The European Society of Clinical Microbiology and Infectious Diseases (ESCMID) and the European Confederation of Medical Mycology (ECMM) guidelines recommend amphotericin B with or without flucytosine as initial therapy [19]. Our therapeutic choice was the association of voriconazole at loading doses (6 mg/kg two per day) and amphotericin-B 5 mg/kg/day, based on the few clinical studies—almost case reports—available in the literature [5,7,8,9,20], together with the close monitoring of laboratory and vital parameters. In these infections, the prompt recovery of blood counts seemed to be the only hope of survival in these patients, accompanied by the choice of therapy to guarantee a complete remission of the underlying hematological disease. The clinician’s goal should be to closely monitor vital signs with a possible transfer to the intensive care unit to undergo life-saving supportive therapy. As we have seen in the literature, existing antifungal drugs do not seem to guarantee an adequate response. Despite the guideline suggestions on choosing amphotericin-B as the first line of treatment, combination therapy appears to be the best therapeutic choice, as seen in this case with the addition of voriconazole. Finally, a pivotal role is played by possibly administering granulocytic growth factors to prompt the recovery of the organism’s cellular defenses.
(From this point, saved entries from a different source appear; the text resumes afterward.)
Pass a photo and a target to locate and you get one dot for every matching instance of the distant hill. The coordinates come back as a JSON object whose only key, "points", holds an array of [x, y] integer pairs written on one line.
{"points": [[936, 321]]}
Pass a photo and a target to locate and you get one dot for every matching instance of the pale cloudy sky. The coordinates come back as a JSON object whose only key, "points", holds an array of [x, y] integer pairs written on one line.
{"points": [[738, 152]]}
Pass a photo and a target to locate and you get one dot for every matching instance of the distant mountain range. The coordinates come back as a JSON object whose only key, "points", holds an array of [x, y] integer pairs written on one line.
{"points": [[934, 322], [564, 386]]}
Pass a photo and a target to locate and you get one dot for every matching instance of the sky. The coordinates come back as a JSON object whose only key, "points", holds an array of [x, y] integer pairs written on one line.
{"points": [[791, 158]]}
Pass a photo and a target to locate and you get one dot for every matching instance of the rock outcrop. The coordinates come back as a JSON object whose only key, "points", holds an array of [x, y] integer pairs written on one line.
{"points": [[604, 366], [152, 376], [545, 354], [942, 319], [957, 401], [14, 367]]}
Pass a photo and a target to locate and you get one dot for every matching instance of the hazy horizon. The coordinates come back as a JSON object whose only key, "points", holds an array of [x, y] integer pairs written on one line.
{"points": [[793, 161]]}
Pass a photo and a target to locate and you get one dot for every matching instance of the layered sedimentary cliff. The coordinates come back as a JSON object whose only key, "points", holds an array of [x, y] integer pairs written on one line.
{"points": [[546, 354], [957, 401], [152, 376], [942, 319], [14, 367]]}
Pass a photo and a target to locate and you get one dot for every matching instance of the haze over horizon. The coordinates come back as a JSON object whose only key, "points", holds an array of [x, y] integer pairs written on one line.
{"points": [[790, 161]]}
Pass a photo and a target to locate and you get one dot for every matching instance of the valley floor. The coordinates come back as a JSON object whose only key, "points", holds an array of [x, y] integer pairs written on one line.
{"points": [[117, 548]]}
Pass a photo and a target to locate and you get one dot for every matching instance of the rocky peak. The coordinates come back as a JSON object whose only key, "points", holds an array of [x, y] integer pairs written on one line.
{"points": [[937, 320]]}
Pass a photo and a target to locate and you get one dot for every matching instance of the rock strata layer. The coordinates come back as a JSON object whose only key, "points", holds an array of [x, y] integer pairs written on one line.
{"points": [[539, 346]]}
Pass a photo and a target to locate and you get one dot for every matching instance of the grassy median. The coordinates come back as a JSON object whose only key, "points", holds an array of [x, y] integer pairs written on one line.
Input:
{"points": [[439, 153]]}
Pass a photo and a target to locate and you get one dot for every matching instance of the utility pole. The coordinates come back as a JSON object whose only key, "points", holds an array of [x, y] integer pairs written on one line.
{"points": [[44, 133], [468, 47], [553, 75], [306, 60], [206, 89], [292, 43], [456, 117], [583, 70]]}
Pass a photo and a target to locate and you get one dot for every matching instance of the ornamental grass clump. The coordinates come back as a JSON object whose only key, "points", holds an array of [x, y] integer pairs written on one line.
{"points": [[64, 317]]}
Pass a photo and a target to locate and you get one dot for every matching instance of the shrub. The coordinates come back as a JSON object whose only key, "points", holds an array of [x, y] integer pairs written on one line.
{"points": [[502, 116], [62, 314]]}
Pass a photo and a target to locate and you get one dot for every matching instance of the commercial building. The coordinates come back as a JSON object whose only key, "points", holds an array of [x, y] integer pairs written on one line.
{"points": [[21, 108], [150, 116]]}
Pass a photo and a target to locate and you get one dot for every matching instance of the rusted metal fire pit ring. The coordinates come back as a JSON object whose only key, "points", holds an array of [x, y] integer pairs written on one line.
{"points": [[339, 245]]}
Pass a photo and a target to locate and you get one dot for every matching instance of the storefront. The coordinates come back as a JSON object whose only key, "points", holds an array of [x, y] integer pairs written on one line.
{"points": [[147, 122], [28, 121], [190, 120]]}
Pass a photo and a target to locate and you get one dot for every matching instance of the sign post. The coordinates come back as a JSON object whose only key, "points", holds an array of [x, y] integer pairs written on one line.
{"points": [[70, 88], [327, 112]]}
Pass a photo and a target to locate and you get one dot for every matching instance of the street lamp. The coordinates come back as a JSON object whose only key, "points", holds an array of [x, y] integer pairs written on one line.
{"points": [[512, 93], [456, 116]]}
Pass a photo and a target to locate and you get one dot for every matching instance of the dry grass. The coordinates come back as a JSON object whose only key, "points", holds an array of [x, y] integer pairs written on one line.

Future studies are necessary to confirm the prospect of validity of this interesting therapeutic hypothesis, considering that these infections may further increase with the development of novel chemotherapeutic and immunosuppressive therapies.

3. Conclusions

The diagnosis of fungal or bacterial infection and the close monitoring of vital signs—with a possible transfer to the intensive care unit to undergo life-saving supportive therapy—are the critical points for the survival of these patients, underlining the importance of hematological recovery, which seems to be the only effective weapon in dealing with these rare cases of infection with emerging pathogens.